The jury awarded $3 to 5 million in compensatory damages and $75 million in punitive damages to each individual on Friday, the article stated. In total, the company will pay $437.5 million to the plaintiffs.
On the day the court announced the verdict, pork producers met with federal and state officials and lawmakers for the National Agriculture Leaders Roundtable in Raleigh, N.C., Friday’s NPPC release said.
At this meeting, farmers discussed the lawsuits that people have brought forth against 26 pork operations in the state due to noises and odors.
The Murphy Brown case is the third case the court has heard within the last three months, the release said.

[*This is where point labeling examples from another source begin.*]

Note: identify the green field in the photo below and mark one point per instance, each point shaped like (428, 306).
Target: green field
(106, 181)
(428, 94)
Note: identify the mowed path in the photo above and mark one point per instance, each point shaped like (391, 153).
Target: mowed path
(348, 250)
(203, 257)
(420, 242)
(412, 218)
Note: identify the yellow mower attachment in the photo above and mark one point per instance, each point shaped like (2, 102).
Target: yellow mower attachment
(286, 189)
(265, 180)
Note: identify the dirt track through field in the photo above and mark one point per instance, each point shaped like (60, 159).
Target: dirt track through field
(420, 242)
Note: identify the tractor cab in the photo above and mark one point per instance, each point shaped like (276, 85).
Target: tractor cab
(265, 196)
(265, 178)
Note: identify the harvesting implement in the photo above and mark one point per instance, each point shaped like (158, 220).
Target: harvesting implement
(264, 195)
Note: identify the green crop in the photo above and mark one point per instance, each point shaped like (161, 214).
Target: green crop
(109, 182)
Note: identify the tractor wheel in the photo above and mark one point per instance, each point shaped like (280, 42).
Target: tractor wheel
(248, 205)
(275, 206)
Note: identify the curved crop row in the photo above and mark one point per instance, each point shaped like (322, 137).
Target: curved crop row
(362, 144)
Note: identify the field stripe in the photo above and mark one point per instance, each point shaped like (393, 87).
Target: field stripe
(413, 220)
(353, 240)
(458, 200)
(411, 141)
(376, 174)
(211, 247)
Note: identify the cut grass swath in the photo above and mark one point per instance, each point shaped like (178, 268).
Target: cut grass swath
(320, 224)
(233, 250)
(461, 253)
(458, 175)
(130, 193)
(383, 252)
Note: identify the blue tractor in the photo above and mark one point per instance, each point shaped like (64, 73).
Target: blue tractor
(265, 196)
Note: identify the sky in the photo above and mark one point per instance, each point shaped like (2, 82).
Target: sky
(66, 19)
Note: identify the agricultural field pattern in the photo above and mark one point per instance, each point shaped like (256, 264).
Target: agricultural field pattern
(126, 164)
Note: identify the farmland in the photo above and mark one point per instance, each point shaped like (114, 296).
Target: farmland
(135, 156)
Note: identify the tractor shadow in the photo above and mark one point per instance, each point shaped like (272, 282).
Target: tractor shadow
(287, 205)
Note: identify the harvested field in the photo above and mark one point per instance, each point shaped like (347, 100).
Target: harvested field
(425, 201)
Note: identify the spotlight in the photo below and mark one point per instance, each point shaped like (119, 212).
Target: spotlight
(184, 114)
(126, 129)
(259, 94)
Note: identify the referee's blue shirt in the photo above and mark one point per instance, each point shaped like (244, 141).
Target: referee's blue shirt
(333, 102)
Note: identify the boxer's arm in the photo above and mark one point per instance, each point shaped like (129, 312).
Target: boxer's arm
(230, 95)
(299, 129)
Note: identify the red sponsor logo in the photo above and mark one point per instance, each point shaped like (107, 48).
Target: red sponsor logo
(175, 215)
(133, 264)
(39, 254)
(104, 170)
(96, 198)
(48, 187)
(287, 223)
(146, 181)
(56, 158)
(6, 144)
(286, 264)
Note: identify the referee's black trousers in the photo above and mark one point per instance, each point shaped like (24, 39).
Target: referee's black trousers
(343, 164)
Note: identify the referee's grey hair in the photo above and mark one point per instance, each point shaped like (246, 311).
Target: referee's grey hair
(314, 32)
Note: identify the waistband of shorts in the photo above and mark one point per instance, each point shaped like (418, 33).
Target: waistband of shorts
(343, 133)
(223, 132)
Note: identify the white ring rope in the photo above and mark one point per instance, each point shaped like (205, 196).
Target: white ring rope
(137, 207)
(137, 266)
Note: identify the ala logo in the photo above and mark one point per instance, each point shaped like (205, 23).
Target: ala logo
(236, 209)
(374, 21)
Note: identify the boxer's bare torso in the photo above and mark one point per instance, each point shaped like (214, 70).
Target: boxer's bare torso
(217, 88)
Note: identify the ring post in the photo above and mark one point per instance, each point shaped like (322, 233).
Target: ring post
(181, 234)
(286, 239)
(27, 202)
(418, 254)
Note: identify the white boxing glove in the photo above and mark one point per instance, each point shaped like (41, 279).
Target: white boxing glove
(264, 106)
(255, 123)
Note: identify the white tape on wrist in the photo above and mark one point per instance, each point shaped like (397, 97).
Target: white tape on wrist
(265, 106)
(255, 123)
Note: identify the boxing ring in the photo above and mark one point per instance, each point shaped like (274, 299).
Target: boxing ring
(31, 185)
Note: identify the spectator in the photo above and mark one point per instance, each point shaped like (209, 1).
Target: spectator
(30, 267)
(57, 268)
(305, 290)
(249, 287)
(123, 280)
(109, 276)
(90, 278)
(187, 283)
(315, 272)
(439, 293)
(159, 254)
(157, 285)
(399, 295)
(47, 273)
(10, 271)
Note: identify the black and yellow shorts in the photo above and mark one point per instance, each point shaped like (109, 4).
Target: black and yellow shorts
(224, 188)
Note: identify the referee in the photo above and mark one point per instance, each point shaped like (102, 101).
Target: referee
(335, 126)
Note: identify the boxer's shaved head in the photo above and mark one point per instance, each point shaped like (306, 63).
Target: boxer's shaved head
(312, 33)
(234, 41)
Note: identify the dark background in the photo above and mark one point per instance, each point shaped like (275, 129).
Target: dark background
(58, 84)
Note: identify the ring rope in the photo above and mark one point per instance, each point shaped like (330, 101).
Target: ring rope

“Enough is enough,” Howard Hill, an Iowa pork producer and past NPPC president, said in the release. “It’s time for our elected leaders to step up and stop this madness.”
The lawsuits could severely harm the industry.
“Some people … who brought these nuisance suits seem determined to destroy the hog industry in the state,” Jim Heimerl, president of the NPPC, said in the release. “If they succeed, they’ll put more than 46,000 people out of work and cost the state – the nation’s second-largest pork producer – millions of dollars in economic activity.”
And the effects could spread across the country.
“If the trial lawyers in the N.C. lawsuits are successful, they’ll likely go to other hog-producing states,” Dave Warner, communications director for the NPPC, told Farms.com today. “If this madness isn’t stopped, hog farmers, their employees and, ultimately, consumers will lose. No doubt, other sectors of the livestock industry could also face such lawsuits.”